Billabong shares have been placed in a trading halt until the company makes an announcement on the takeover offers.
A lifeline for the struggling surfwear company appears to be bleak, especially after it lost around two-thirds of its value in the past year, and its stock last month plunged to an all-time low of A$0.63.
Debt-laden Billabong had in February 2012 rejected TPG Capital's offer of A$3.30 a share or $904 million.
In July, TPG came back with a revised lower offer of $1.45-a-share or A$694 million, since after its first approach (TPG Capital returns with $712 mn offer for Australia's Billabong), Billabong sold 48.5 per cent of its watches and accessories company Nixon to Trilantic Capital Partners for $A432.71 million.
In early September Billabong received a matching offer from an unnamed second suitor, which media had identified as Bain Capital, but after inspecting the Queensland-based company's books, it also withdrew its bid.
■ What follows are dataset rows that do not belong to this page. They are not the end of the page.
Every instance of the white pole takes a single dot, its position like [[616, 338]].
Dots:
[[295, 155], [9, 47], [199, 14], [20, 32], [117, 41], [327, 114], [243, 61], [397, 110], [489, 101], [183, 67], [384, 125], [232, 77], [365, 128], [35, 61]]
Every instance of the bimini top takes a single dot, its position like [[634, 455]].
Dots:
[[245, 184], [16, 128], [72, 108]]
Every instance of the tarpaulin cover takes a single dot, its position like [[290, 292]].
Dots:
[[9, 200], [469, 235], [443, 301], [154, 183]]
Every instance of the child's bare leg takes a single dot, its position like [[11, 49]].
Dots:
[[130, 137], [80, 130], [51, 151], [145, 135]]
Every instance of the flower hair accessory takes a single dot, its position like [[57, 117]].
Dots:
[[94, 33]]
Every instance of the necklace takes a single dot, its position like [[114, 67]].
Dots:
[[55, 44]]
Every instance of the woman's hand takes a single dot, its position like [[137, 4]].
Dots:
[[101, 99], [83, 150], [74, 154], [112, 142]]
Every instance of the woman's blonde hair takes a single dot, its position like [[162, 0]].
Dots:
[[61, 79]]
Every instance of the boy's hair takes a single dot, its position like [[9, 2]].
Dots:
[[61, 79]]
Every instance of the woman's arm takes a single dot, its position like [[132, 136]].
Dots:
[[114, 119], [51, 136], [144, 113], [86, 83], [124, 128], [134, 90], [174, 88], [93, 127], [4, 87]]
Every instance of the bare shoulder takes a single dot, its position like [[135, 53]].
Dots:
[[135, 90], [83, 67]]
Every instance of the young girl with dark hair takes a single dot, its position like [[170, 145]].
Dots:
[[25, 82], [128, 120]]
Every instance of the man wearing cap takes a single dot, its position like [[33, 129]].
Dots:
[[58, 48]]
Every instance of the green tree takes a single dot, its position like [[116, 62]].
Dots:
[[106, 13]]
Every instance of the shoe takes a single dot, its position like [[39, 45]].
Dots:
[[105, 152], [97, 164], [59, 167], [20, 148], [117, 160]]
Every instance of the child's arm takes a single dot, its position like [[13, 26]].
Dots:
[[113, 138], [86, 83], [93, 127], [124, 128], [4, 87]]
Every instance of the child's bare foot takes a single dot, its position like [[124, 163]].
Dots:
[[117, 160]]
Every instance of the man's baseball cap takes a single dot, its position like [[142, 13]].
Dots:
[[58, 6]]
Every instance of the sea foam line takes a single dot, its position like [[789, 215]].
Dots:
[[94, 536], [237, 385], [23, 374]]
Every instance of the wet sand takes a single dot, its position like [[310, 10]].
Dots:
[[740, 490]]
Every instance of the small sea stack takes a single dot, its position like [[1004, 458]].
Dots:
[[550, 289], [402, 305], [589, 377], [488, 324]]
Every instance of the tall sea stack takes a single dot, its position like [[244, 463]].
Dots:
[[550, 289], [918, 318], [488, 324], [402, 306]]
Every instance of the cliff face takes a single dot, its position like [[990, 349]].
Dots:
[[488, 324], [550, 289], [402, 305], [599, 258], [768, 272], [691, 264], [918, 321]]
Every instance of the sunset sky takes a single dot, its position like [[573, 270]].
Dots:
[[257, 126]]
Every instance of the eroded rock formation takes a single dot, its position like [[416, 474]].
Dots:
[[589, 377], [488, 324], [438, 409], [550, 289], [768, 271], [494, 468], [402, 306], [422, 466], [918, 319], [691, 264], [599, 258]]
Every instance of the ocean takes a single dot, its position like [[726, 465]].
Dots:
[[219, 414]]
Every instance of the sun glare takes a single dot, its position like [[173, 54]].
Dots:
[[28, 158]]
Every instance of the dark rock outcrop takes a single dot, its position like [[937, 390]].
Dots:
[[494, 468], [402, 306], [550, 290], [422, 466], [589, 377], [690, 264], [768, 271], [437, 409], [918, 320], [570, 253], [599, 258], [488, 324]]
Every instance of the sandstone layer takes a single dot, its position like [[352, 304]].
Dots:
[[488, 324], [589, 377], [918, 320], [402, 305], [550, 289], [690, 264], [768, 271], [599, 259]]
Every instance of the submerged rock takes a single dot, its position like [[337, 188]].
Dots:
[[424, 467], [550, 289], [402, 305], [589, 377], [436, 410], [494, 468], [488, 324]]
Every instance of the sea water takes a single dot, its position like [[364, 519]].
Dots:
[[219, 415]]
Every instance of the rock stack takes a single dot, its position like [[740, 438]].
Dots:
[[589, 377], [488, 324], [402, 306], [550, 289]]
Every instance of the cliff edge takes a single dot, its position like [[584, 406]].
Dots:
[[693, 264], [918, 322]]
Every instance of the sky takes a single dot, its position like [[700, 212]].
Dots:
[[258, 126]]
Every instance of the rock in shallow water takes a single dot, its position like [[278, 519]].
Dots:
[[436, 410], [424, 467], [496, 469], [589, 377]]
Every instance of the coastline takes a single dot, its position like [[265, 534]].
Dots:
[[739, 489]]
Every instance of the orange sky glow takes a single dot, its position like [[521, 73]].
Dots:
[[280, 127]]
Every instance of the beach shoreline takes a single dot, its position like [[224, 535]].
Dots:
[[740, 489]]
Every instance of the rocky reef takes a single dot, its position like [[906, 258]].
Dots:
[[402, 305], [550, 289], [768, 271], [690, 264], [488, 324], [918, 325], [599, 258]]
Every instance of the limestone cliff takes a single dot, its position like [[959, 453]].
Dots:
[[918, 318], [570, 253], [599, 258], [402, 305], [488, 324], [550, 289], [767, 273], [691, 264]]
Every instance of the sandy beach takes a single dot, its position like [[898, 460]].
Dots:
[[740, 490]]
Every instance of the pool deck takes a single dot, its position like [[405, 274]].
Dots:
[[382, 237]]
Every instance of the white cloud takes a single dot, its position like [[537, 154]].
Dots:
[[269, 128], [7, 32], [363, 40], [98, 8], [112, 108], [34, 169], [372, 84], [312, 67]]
After rejecting TPG's initial offers, Billabong announced a major restructuring that included job cuts and the partial sale of its watches and accessories company, Nixon, cutting production lines, and expanding its online business (Australia's surfwear giant Billabong rejects $820-mn bid from TPG Capital).
Under the restructuring, Billabong, which had 634 stores in Australia, Europe, and the Americas, has already closed 58 stores and is expected to shutter another 82 this financial year, most of which were set up two years back.
In order to raise money to pay debts of more than A$500 million, of which, A$484 million is due in 2013 and the remainder matures in 2014, Billabong sold Nixon and came up with an A$225 million equity raising.
Apart from the Billabong brand, the company sells surfwear and accessories under the Palmers Surf, Honolua Surf, Swell.com, Von Zipper, Kustom (footwear), Nixon, Xcel Wetsuits and Tigerlily brands, and also Element skate clothing and hardware.
Billabong's products are licensed and distributed in more than 100 countries and are available in approximately 11,000 stores worldwide. Products are distributed through specialised boardsports retailers and through the company's own branded retail outlets.
The majority of it's A$1.79 billion revenue is generated through wholly-owned operations in Australia, North America, Europe, Japan, New Zealand, South Africa and Brazil.